Dive Brief:
- The U.S. Environmental Protection Agency has signaled it will consider ways to assuage state concerns that interim C02 cuts are overly-aggressive, despite concern from environmentalists that the goals are needed for international sustainability talks.
- EPA issued a Notice of Data Availability, which is routinely used to give the public a chance to consider and comment on emerging technical issues and data. Comments are due Dec. 1.
- The agency's proposed carbon cuts come with a 2030 deadline, but steep interim goals have concerned states because the bulk of reductions occur from 2020 to 2029.
Dive Insight:
Overall, the EPA is proposing the power sector drop carbon emissions just over 19% by 2030. But between 2020 and 2029 comes the bulk of the work, and SNL reports that states are worried that aggressive targets early on will restrict their ability to make policy and meet goals.
The problem, according to SNL's analysis, is that the bulk of a state's overall reduction target is contained in interim targets. The news outlet reports that interim reductions make up about 83% of all reductions in the impacted 49 states.
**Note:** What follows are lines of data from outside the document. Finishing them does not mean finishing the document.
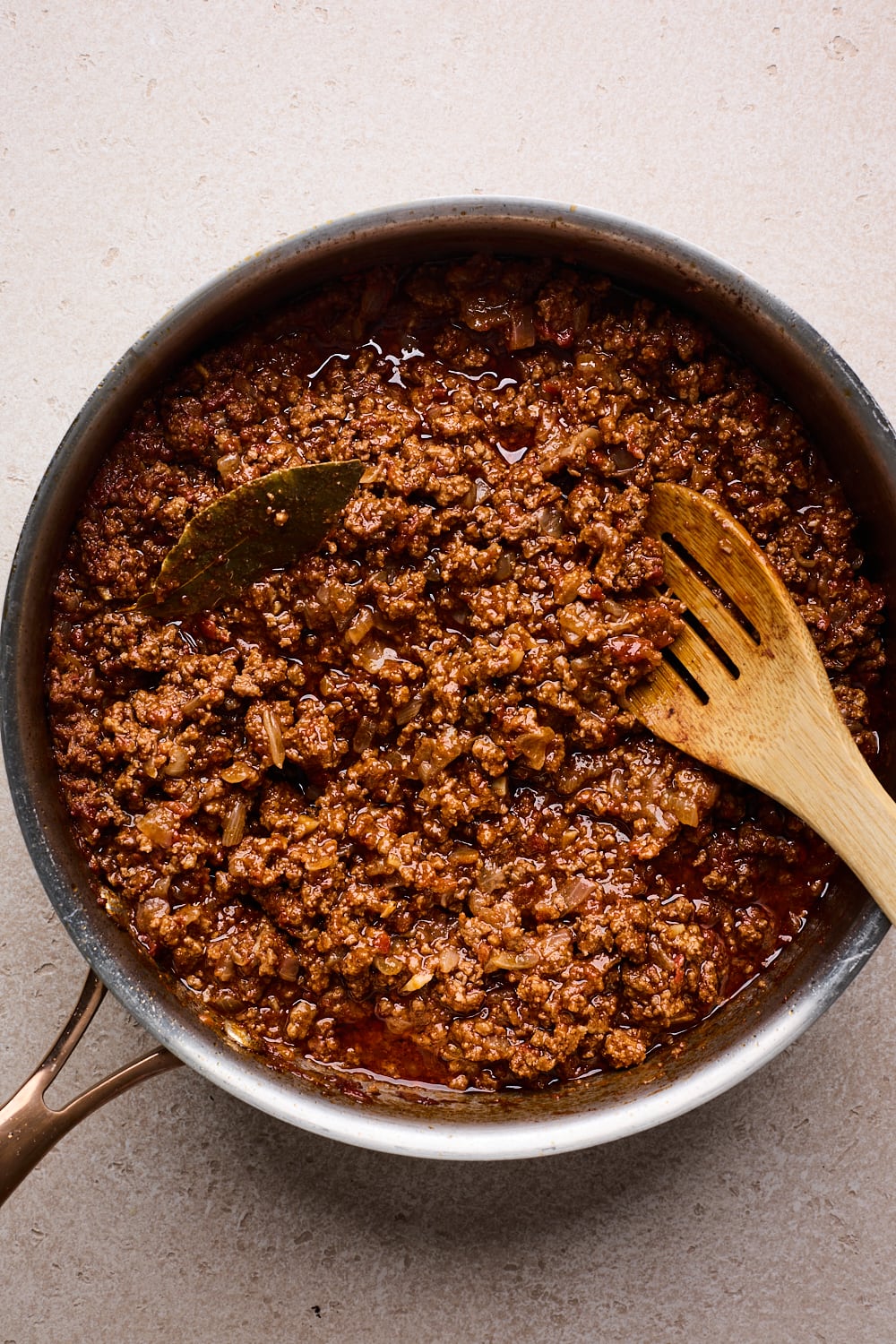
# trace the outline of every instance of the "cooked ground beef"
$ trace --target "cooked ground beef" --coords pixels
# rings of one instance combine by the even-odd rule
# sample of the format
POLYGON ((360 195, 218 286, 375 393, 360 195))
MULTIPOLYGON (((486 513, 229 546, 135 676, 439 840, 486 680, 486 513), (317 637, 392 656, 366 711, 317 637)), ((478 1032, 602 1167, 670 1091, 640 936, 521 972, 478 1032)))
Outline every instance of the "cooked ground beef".
POLYGON ((681 629, 654 481, 764 547, 870 754, 854 519, 688 316, 549 261, 375 270, 142 406, 59 574, 50 720, 99 899, 206 1020, 281 1067, 544 1086, 638 1063, 798 933, 830 853, 623 707, 681 629), (199 508, 333 458, 367 469, 318 554, 132 609, 199 508))

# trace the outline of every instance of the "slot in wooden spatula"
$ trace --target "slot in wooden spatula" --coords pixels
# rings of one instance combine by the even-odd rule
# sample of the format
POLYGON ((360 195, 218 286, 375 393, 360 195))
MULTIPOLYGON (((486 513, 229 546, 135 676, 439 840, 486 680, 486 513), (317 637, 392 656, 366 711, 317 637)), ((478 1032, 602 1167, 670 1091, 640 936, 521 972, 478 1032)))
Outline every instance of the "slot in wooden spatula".
POLYGON ((802 817, 896 923, 896 802, 849 735, 780 578, 725 509, 682 485, 654 487, 647 530, 688 626, 629 707, 658 738, 802 817))

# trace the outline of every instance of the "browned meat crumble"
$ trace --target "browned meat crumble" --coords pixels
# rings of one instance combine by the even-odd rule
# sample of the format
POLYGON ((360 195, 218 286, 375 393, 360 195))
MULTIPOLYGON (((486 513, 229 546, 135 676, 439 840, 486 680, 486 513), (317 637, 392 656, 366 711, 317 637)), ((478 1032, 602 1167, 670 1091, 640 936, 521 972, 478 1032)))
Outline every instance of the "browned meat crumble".
POLYGON ((638 1063, 798 933, 829 852, 622 707, 680 629, 654 481, 764 546, 870 753, 854 519, 686 316, 547 261, 377 270, 144 405, 59 574, 50 719, 99 899, 207 1020, 282 1067, 543 1086, 638 1063), (196 509, 348 457, 320 554, 129 610, 196 509))

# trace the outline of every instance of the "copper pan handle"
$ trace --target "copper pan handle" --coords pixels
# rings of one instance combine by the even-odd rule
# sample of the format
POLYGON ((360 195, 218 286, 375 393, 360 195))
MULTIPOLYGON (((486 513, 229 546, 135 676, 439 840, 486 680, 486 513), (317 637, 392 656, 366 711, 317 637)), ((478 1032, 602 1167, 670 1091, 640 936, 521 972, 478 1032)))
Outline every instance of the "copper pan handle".
POLYGON ((141 1059, 133 1059, 102 1082, 94 1083, 67 1106, 59 1110, 47 1106, 43 1094, 90 1025, 105 993, 106 986, 90 970, 81 999, 50 1051, 31 1078, 0 1109, 0 1204, 7 1202, 44 1153, 48 1153, 54 1144, 86 1116, 113 1097, 128 1091, 134 1083, 142 1082, 144 1078, 164 1074, 180 1063, 160 1046, 141 1059))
EPA noted stakeholders have suggested two paths forward: one is to allow credit for early reductions, "which could provide flexibility to defer other emission reductions until later in the 2020 to 2029 period." The second suggested approach involves phasing in EPA's second "building block" for meeting the goals, which focuses on using lower‐emitting power plants more frequently and the way in which gas-fired generation is dispatched.